Pronto soccorso a scuola: bambino di 10 anni salva la nonna con le manovre apprese in classe

Un bambino di soli 10 anni ha dimostrato straordinario sangue freddo salvando la vita della nonna, colta da una crisi epilettica. L’episodio è avvenuto venerdì 4 aprile ad Arezzo, dove il piccolo ha messo in pratica le manovre di primo soccorso imparate a scuola.
Nonostante la giovane età, il ragazzino ha agito con lucidità: ha posizionato la nonna sul fianco per evitare il soffocamento e ha immediatamente chiamato i soccorsi.
L’efficacia del “Progetto Asso – A scuola di soccorso”
Al loro arrivo, i sanitari della Misericordia di Arezzo hanno trovato la situazione già sotto controllo.
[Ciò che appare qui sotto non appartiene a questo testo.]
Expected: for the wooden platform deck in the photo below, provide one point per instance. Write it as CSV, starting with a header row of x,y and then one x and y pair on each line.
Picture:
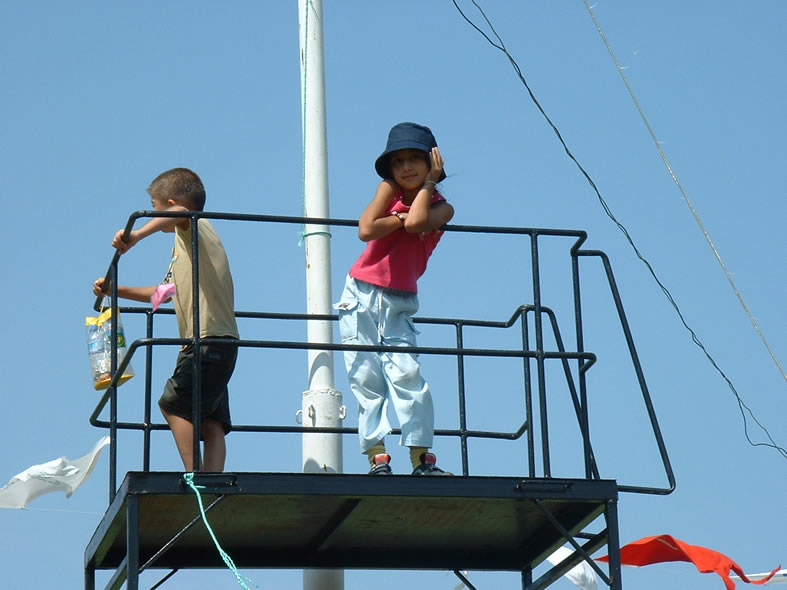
x,y
283,520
Stupiti, hanno chiesto al bambino come avesse fatto a intervenire con tanta precisione. La risposta è stata semplice: “L’ho imparato a scuola”. Il piccolo aveva infatti partecipato al “Progetto Asso”, un’iniziativa promossa dalla Misericordia per insegnare le tecniche di primo soccorso agli alunni. I volontari hanno definito il gesto “una soddisfazione impagabile”, sottolineando l’importanza di formare anche i più giovani.
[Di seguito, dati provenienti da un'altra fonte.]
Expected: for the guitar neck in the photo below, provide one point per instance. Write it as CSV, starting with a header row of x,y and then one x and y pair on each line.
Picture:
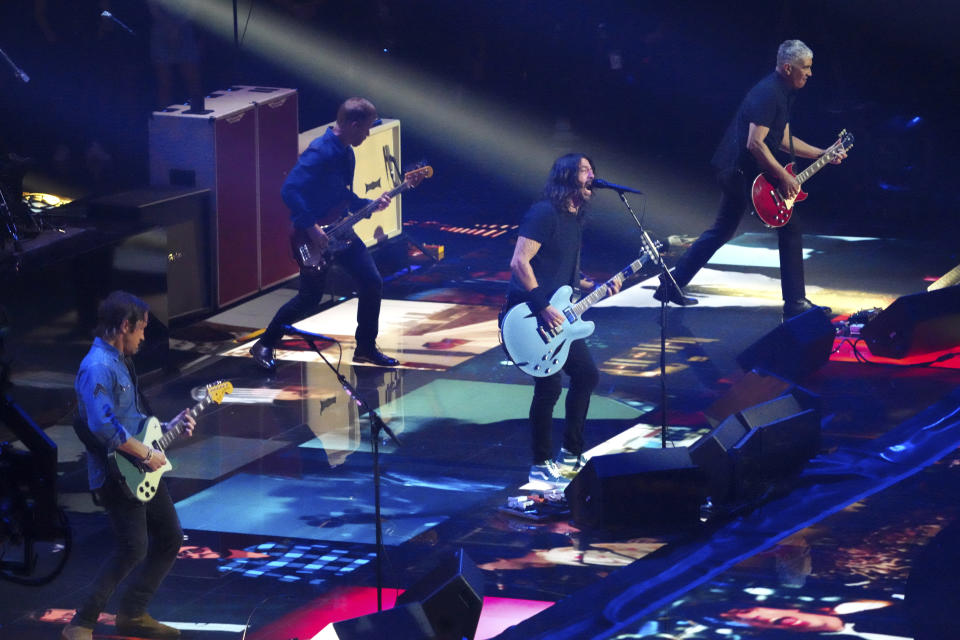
x,y
815,166
177,430
359,215
601,292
Le istituzioni lodano l’importanza della formazione
Anche il Comune di Arezzo ha espresso orgoglio per l’accaduto. In una nota, il vicesindaco Lucia Tanti ha definito l’episodio “una notizia felice che riempie di orgoglio tutta la comunità”. Inoltre ha ribadito l’importanza di investire nell’educazione al primo soccorso, sottolineando come progetti come il “Progetto Asso” siano fondamentali per la sicurezza collettiva. “Insegnare ai bambini i gesti che possono salvare una vita – ha concluso – è una garanzia per tutti”.
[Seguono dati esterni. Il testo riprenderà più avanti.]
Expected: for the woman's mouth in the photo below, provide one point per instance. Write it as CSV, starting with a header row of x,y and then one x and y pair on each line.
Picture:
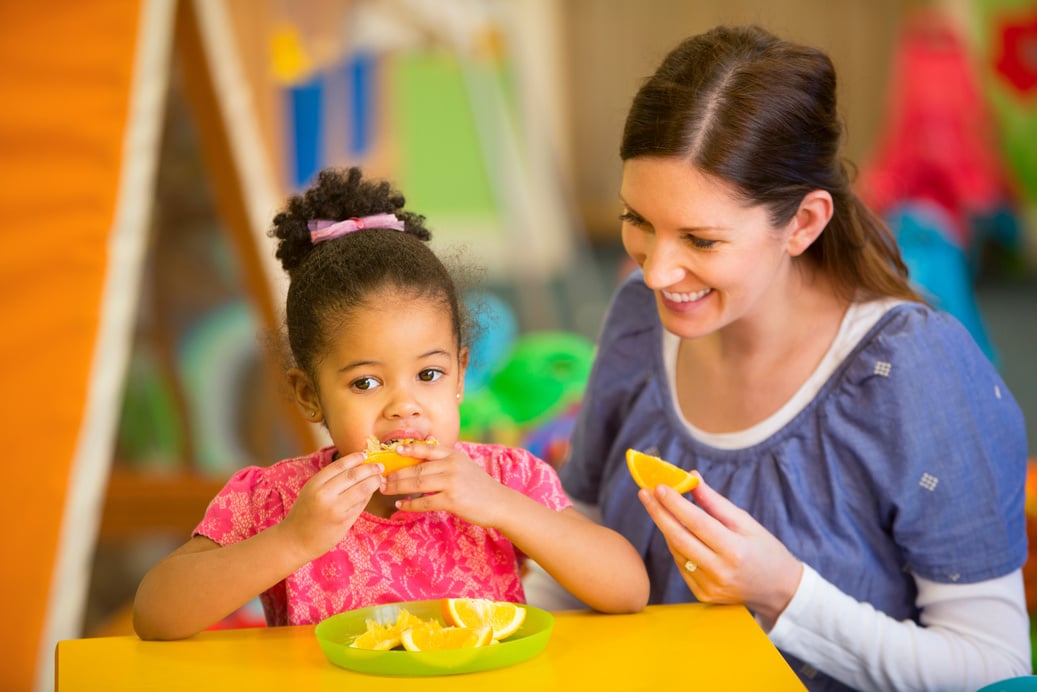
x,y
683,297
L’importanza dei corsi di primo soccorso nelle scuole: tra obblighi normativi e realtà territoriali
L’episodio del bambino che ha salvato la nonna grazie alle manovre di primo soccorso apprese a scuola non è solo una bella storia, ma un caso emblematico che riaccende i riflettori su un tema cruciale: la necessità di formare gli studenti alle tecniche salvavita. In Italia, la Legge 107 del 2015 (la cosiddetta “Buona Scuola”) ha introdotto l’obbligo di insegnare il primo soccorso nelle scuole, ma a quasi un decennio di distanza, la sua applicazione resta a macchia di leopardo, con differenze marcate tra regione e regione.
Alcuni territori, come la Toscana, la Lombardia e l’Emilia-Romagna, hanno attivato progetti strutturati in collaborazione con associazioni di volontariato come Croce Rossa, Misericordie e ANPAS, garantendo corsi regolari agli studenti. In altre zone, invece, l’offerta formativa è ancora occasionale o assente, lasciando intere generazioni senza le competenze minime per gestire un’emergenza. Un paradosso, se si considera che l’80% degli arresti cardiaci avviene in presenza di testimoni, e che un intervento immediato potrebbe triplicare le chance di sopravvivenza.
Il vero nodo da sciogliere è quello delle risorse e della programmazione. Se da un lato il Ministero ha pubblicato linee guida e stanziato fondi per l’acquisto di defibrillatori, dall’altro manca un piano nazionale organico che garantisca a tutti gli studenti, dalle elementari alle superiori, un percorso formativo continuativo. Intanto, però, le storie di ragazzi che hanno salvato vite – come quella del piccolo di Arezzo – dimostrano che investire in questa formazione non è un optional, ma un dovere civico.